When a friend posts a photograph of his raspberry almond tart that has fresh cream poured on top, there’s a connection to these same ideas: showing the excess; showing what special moment he had today; showing the beauty of this moment’s composition; showing what our food culture looks like for one person on this day.
At the museum, Stewart and I stopped to see Albert F. King’s “Late Night Snack.” It’s a stark painting featuring two bottles of beer, one bottle still stoppered, one unstoppered with a single glass poured from it. There’s a big wedge of Swiss cheese on a plate capped with a glass dome, some biscuits scattered in front and a mustard pot to the side. The dark backdrop adds to the intimacy of the scene. “Collectively looking at food and art you become surprised by the importance of the food,” Stewart said. “It’s often purposefully not elevated, but has a greater presence and meaning because of that.”
Both De Silva and Rubin agree that this new proliferation of food images on Instagram, Pinterest and other social media seems to be connected to frenetic globalization—the fast, sometimes too-quick technological connections we can make through time and space on our smart phones.
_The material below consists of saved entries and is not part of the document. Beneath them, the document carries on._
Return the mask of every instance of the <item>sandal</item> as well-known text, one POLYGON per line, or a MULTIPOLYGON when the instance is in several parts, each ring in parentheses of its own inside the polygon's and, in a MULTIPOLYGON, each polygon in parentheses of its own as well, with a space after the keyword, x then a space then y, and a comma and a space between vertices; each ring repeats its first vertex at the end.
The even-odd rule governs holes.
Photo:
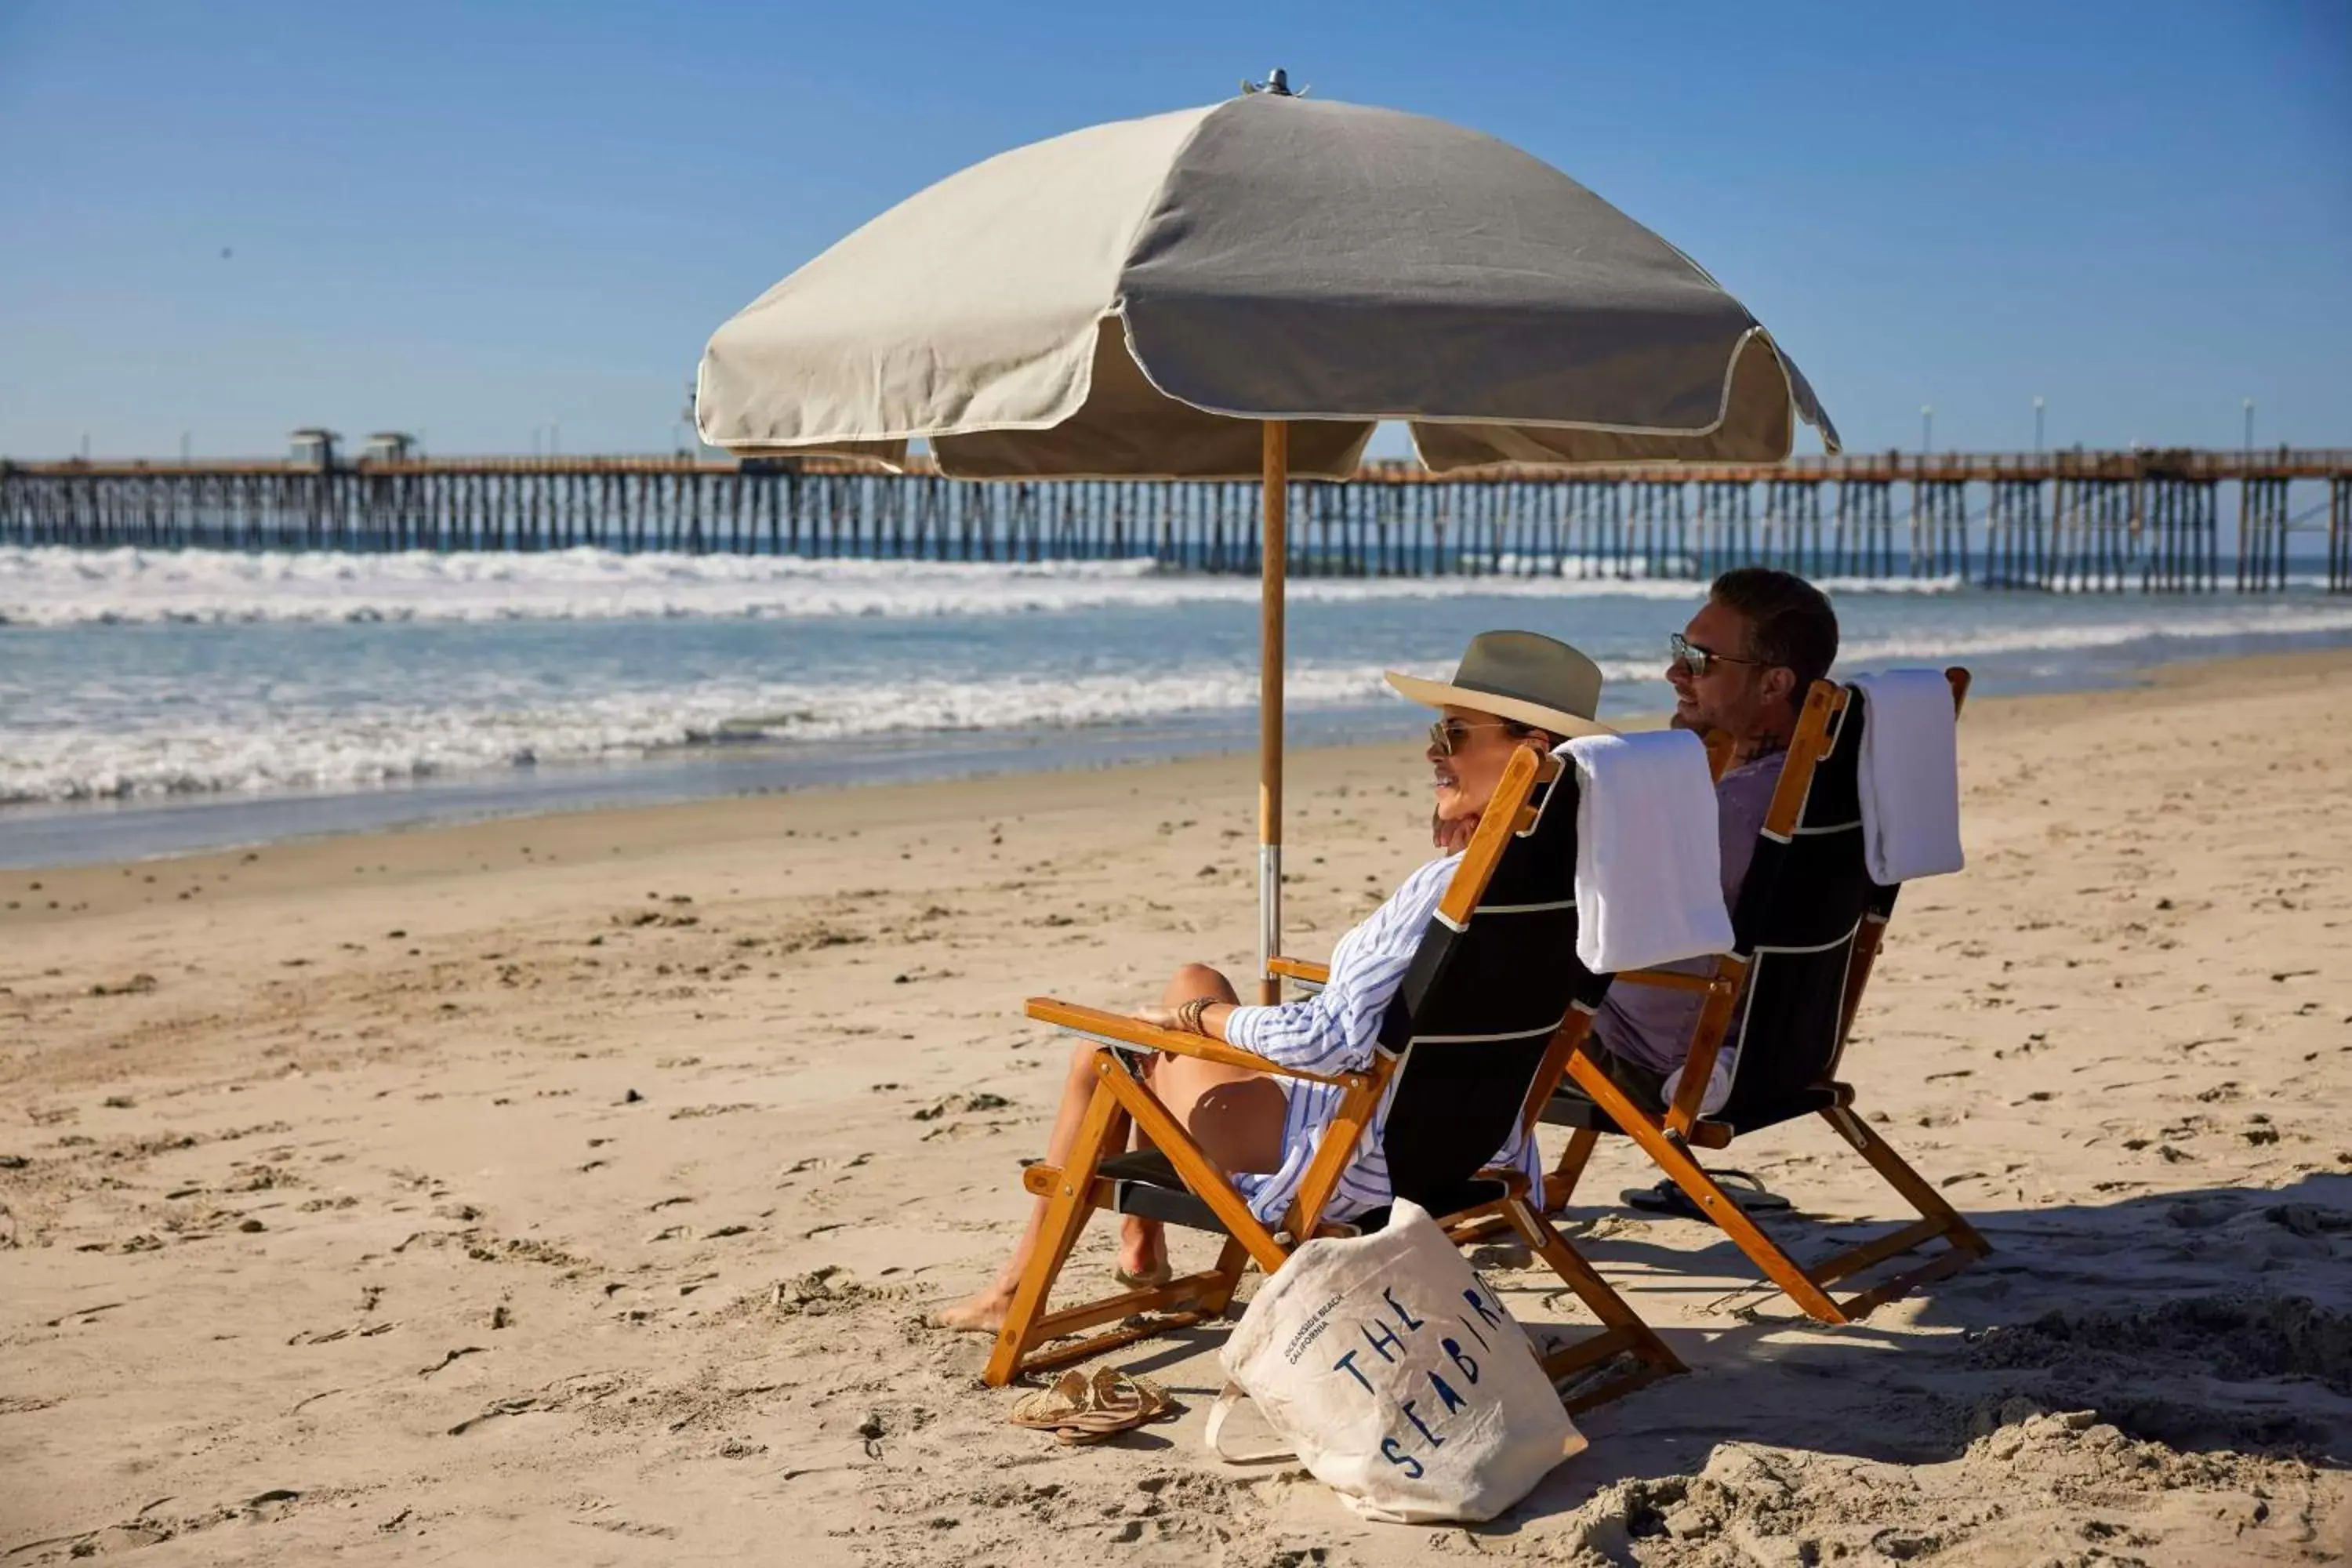
POLYGON ((1168 1391, 1148 1377, 1106 1366, 1097 1367, 1090 1378, 1073 1368, 1048 1386, 1013 1401, 1007 1419, 1015 1426, 1051 1432, 1055 1442, 1076 1447, 1115 1437, 1175 1408, 1168 1391))
MULTIPOLYGON (((1718 1185, 1729 1183, 1740 1189, 1724 1195, 1738 1204, 1744 1213, 1789 1212, 1788 1199, 1767 1189, 1761 1181, 1746 1171, 1709 1171, 1707 1174, 1713 1176, 1718 1185)), ((1708 1219, 1706 1211, 1692 1201, 1688 1193, 1675 1184, 1671 1176, 1654 1187, 1628 1187, 1618 1195, 1628 1208, 1642 1209, 1650 1214, 1673 1215, 1678 1219, 1707 1220, 1710 1225, 1714 1223, 1708 1219)))
POLYGON ((1114 1268, 1110 1277, 1118 1281, 1123 1290, 1157 1290, 1176 1278, 1175 1268, 1166 1259, 1140 1273, 1130 1274, 1124 1268, 1114 1268))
“Today, it’s possible to have an Instagram account instead of a little sketchbook,” DeSilva said. “I worry that part of what’s happening has to do with the state of the world. The world has become an incredibly insecure place. People turn to depictions of food and what they’ve eaten, and they create these images because of that… and what food means to us in our lives.”
Right now many of us are recording our time into our collective electronic sketchbooks, the private made public by a technology that infinitely and immediately links us to food culture across the globe.